This is a fungus that attacks stems, buds and leaves. It appears anytime during the growing season. It begins in early spring when shoots are approx. six inches tall. Young shoots discolour at base, wilt then fall over.
Leaf and Stem Spots
The cause of this could be from several fungal organisms, causing spots of varying sizes and colours. Organisms may affect stems, leaves, bud scales and flower petals. Peonies are affected when young and leaf and stem tissues are very succulent. Spots may be small reddish elongated areas that could enlarge to lesions with gray centres and reddish borders and could increase into zonate cankers. Cankers may cause twisting on stems, if stem is very young it may be killed.
This is a soil borne fungus (Verticillium albo-atrum). Peony shoots wilt, but basal parts look fine. Wilt is a destructive fungus and almost impossible to control because its in soil. If this is confirmed remove and destroy infected plant. Do not replant any plant in this area.

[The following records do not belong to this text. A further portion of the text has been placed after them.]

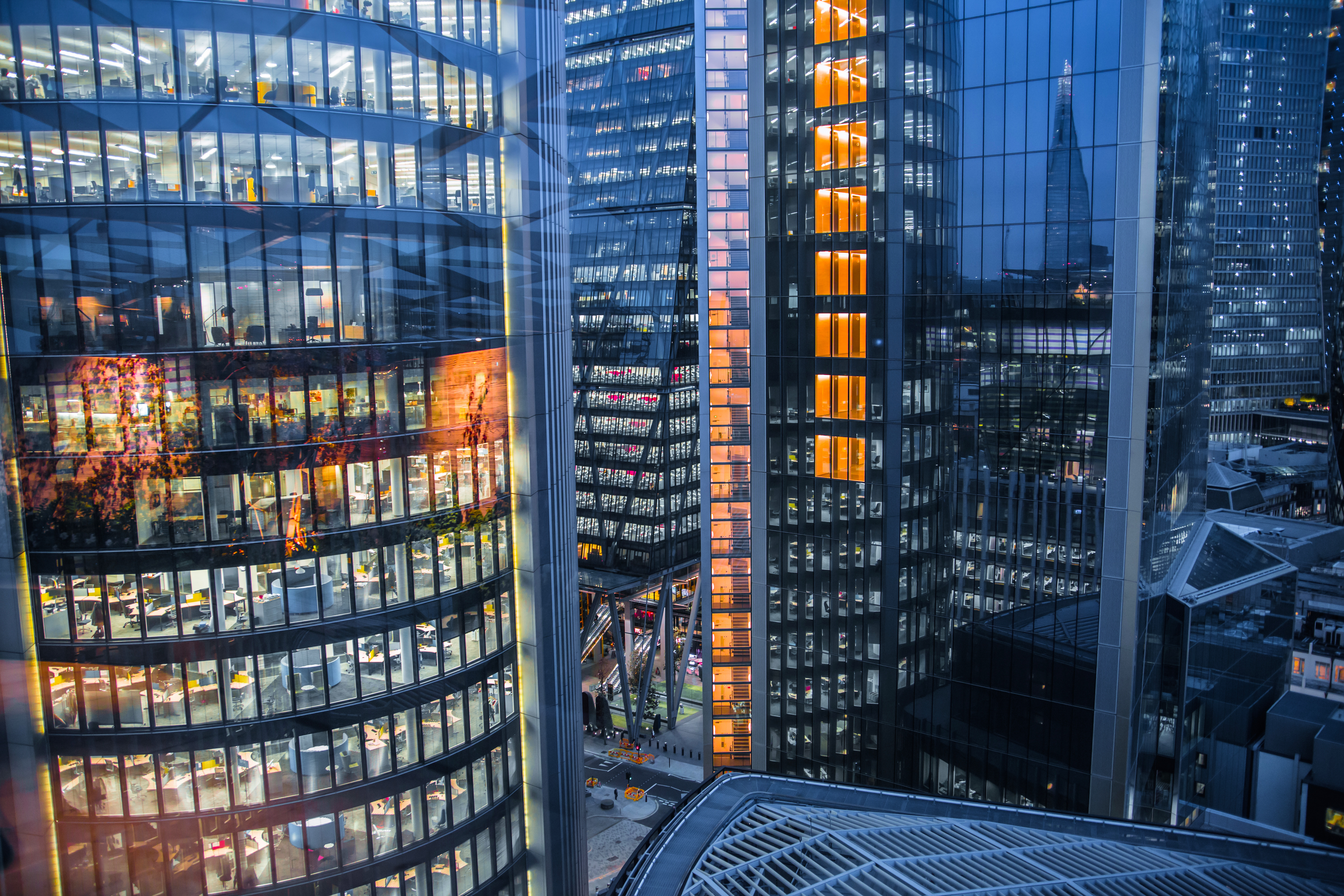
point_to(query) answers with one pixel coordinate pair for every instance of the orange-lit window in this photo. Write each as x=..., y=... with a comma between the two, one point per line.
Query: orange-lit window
x=842, y=146
x=842, y=335
x=842, y=273
x=840, y=397
x=839, y=19
x=840, y=81
x=839, y=459
x=842, y=210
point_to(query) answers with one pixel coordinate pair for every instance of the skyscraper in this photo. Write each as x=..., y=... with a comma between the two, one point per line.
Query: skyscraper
x=1331, y=214
x=631, y=85
x=288, y=448
x=1268, y=330
x=983, y=396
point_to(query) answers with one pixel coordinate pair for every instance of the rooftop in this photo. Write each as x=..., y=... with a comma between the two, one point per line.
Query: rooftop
x=749, y=833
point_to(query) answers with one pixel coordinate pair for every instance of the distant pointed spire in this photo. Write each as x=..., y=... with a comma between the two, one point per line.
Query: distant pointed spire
x=1068, y=202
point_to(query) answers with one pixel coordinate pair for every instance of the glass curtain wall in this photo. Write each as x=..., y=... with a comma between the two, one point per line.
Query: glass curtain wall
x=1331, y=210
x=631, y=84
x=1268, y=347
x=256, y=342
x=960, y=311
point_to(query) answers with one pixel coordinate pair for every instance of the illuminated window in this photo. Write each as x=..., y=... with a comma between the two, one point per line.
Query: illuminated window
x=842, y=273
x=840, y=397
x=842, y=146
x=842, y=210
x=840, y=81
x=840, y=19
x=842, y=335
x=839, y=459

Also a soil fungus, this can cause stem rot. Parts or entire plant may wilt. Infected part of stem turns a light tan colour and may become dry and stringy. White mold (fluffy white)appears under humid conditions. Remove and dispose infected plant parts. (Do not drop any mold)
Peony Leaf Blotch
Also known as measles or stem spot. Optimal conditions for this is warm, humid weather. Leaf spots are glossy, purplish-brown on upper sides of leaves. Spots are chestnut brown on lower sides. Infection is more pronounced at margins of outer leaves, and as they continue to grow may become slightly distorted. Elongated reddish brown streaks will appear on young stems when fungal infection sets in. Infected tissue near crown may darken and depress as plant growth continues. Stems may show raised spots on upper half of plant. Leaf blotch may be managed by cutting stems at ground level in fall or early spring. Rake area before new shoots appear. Provide good air circulation and avoid wetting leaves when watering can help reduce disease.